Joel Spolsky's very bad advice

I was pointed to an essay by good ol' Joel on file format release

It's kind of interesting, he was working for Microsoft in the relatively early days of Office so there are some insights if you're into that sort of thing. I had to laugh when I saw this:

You have a web-based application that needs to output existing Word files in PDF format. Here’s how I would implement that: a few lines of Word VBA code loads a file and saves it as a PDF using the built in PDF exporter in Word 2007. You can call this code directly, even from ASP or ASP.NET code running under IIS. It’ll work. The first time you launch Word it’ll take a few seconds. The second time, Word will be kept in memory by the COM subsystem for a few minutes in case you need it again. It’s fast enough for a reasonable web-based application.

I've done almost exactly what he recommends and it was a mess. One of my responsibilities at an earlier job was to write and maintain a program to automate converting Word documents, along with other file types to PDF in an enterprise server-based application. It seems so simple on the surface but it is a technical mine field.

It was way before Word 2007 (Word 2000 I think) and we used Adobe Acrobat Distiller. This is a "printer" that you can print to and it creates a pdf. There are free ones all over the place now. In Windows, there is a library function called ShellExecute that you can pass in a file name and a verb like "print", "open", etc. and Windows will take care of the rest.
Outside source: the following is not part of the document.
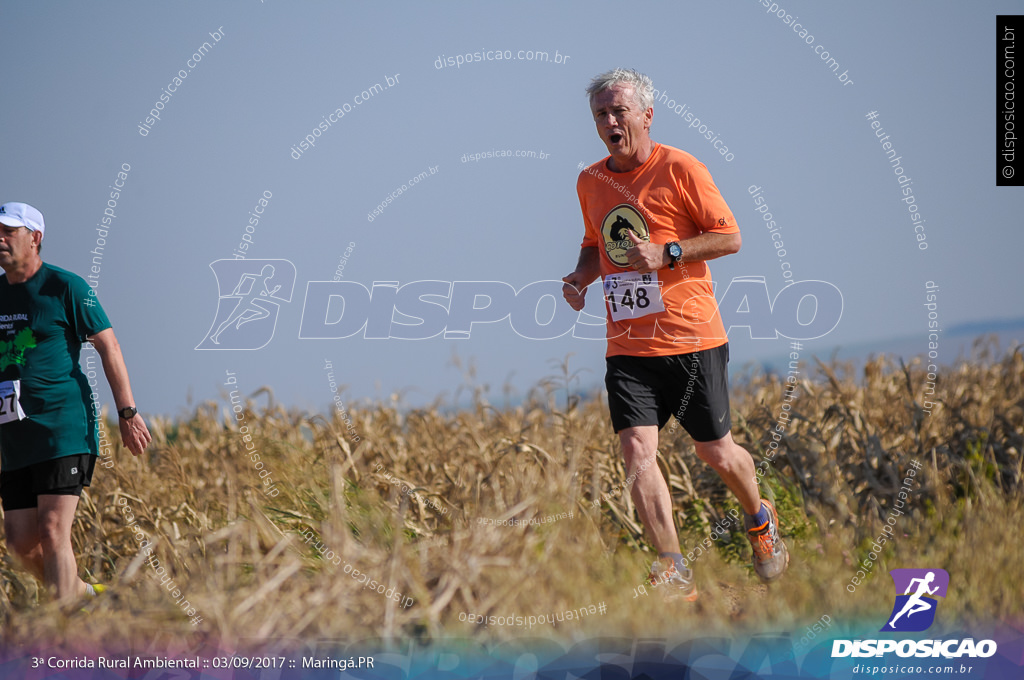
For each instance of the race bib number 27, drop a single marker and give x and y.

This is what we used for most applications.

Distiller had some special features for Word, Excel, and Powerpoint. For example, in Word, it would convert heading levels to bookmarks. These special features were integrated as part of the application and you had to initiate the conversion directly from the application. So this means we had to use VBA to initiate the PDF conversion for Word, Excel, and Powerpoint files.
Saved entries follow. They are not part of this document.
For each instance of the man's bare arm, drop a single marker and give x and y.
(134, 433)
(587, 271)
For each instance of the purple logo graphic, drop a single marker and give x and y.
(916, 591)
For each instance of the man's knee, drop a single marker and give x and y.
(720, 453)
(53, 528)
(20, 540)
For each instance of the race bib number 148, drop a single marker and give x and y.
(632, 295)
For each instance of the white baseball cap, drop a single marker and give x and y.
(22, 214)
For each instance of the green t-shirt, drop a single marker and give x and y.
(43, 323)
The first thing we ran into was that the process would appear to hang for no reason, we would go to the server room and there would be a dialog box waiting for someone to click "OK". VBA scripting is very similar to automating a user interface. When Office was launched using VBA, it behaved identically to if a user sitting at the server terminal launched it. We searched for an application or VBA setting to repress any dialogs or other UI interactions. We exhaustively researched this and came to the conclusion that there was no way to prevent it from happening. I had to write an entire scripting language to listen for various window creation events and interact with the UI.

The next problem we ran into was that occassionally, an application would just hang for no reason. It wouldn't bring down the server or anything but it would hold up the conversion queue. We solved this by launching a timer thread that would time out and forcibly kill the process we had launched. This solution led to memory leaks and de-stabilized the server.
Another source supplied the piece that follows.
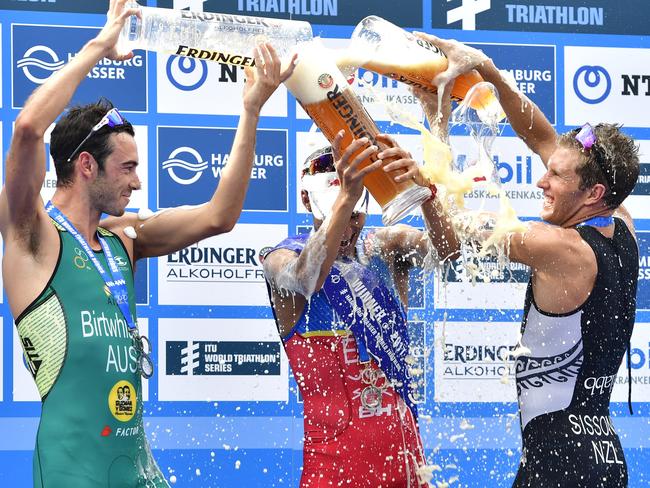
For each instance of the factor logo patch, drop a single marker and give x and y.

Finally, when we would close the application through VBA, sometimes, the process would stick around. This was completely unpredictable. The close function returned normally but if you ran task manager and saw 50 instances of WINWORD.EXE processes you knew sometithing was up.

Last time I talked to my old boss, he told me they had put this on a virtual server. Any time they have problems they just reboot their vm instance. Pretty cool. He did say that my scripting language has grown :-)

2 comments:

Anonymous said...

Pretty hilarious actually because I had to do something similar to get PDF output from Crystal Reports in the days before it had that option. The PDF library was awful and we'd have similar instances where you'd have dialogs on the screen (waiting for OK), many hung processes, etc.

Joel is a smart guy but that doesn't mean all of his ideas are going to be good ones ;) There are good PDF libraries out there now that are designed for server environments. Better to use those than hack something together with Word and VBA. Sheesh.

Anonymous said...

Oh...that library was ActivePDF when it first came out. Looks like they're still around but I haven't looked at that product in years.